Some people have kind of put a fork in their eye, trying to make the opposition look stupid and silly and slow. I just think that’s the wrong approach. The companies I am involved with are trying to work more closely with the regulators to figure out how we can work together to make sure these things are legal and supported, but regulated in the right way.
How much of a generation and class divide do you think there is as far as acceptance of this group of companies?
The data suggests that once people try it, they use it a lot. For example, getting in someone else’s car. I certainly have heard, candidly among women in particular, “Wow, would I really do that?” But the reality is, with Sidecar there is north of 60 percent female drivers or female passengers. And the repeat rates over the course of the first year is astronomical.

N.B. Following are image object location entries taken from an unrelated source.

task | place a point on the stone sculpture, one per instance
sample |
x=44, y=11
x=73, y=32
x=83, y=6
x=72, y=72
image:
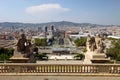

It is an incredibly sticky product. So I think it really is an education thing, helping people understand this is not like hitch hiking back in the day. You are not putting your thumb out and getting in a stranger’s car with no accountability. Whether it’s a home or a car, these are background screened people who have been interviewed, who have been processed, who have been on-boarded with real accountability from a technology perspective.
Will there be incidents? I think there almost certainly will be. But I think that the reality is this is safer than a lot of other channels today.
It terms of age, it’s not just only 20-something women participating. It is gets up into the 30s and 40s. It’s not yet as popular you know with people in their 50s, 60s or 70s. But I think that like most technology, it starts with the 20-somethings and 30-somethings and gradually works its way up.
What are the ideal characteristics of successful companies in the sharing economy that you look for when you decide whether to invest?
Well, first of all, in collaborative consumption, or any other investment, you want to look at the quality of the team and the background of the team. Then the size of the opportunity.
In the sharing economy and collaborative consumption space, you also want a natural pull on both the consumer side and supply side. I want to know that consumers are already doing this behavior but want it be a lot easier. And I want to understand the value proposition for the people actually performing the function or owning the asset.
I also look for things that make it attractive to repeat use of the platform, from both the supply and demand side.
Do you believe this is more than just a fad?
I think this is still early times in this market. It’s an a area that got a lot of hype for about a year and a half to two years now. Look at any of the historically successful companies that came before, like Yelp, OpenTable, Stubhub. They take a while to build.
Social media can help accelerate things in a way that wasn’t available in 2001. But these things take a while to grow. Even though there has been some hype for a while, there really haven’t been that many breakout companies, yet in collaborative consumption. I fully expect that to happen in the next four to five years, though. I think there are going to be a bunch.
This article was published in the Silicon Valley Business Journal, by Cromwell Schubarth, the Senior Technology Reporter at the Business Journal.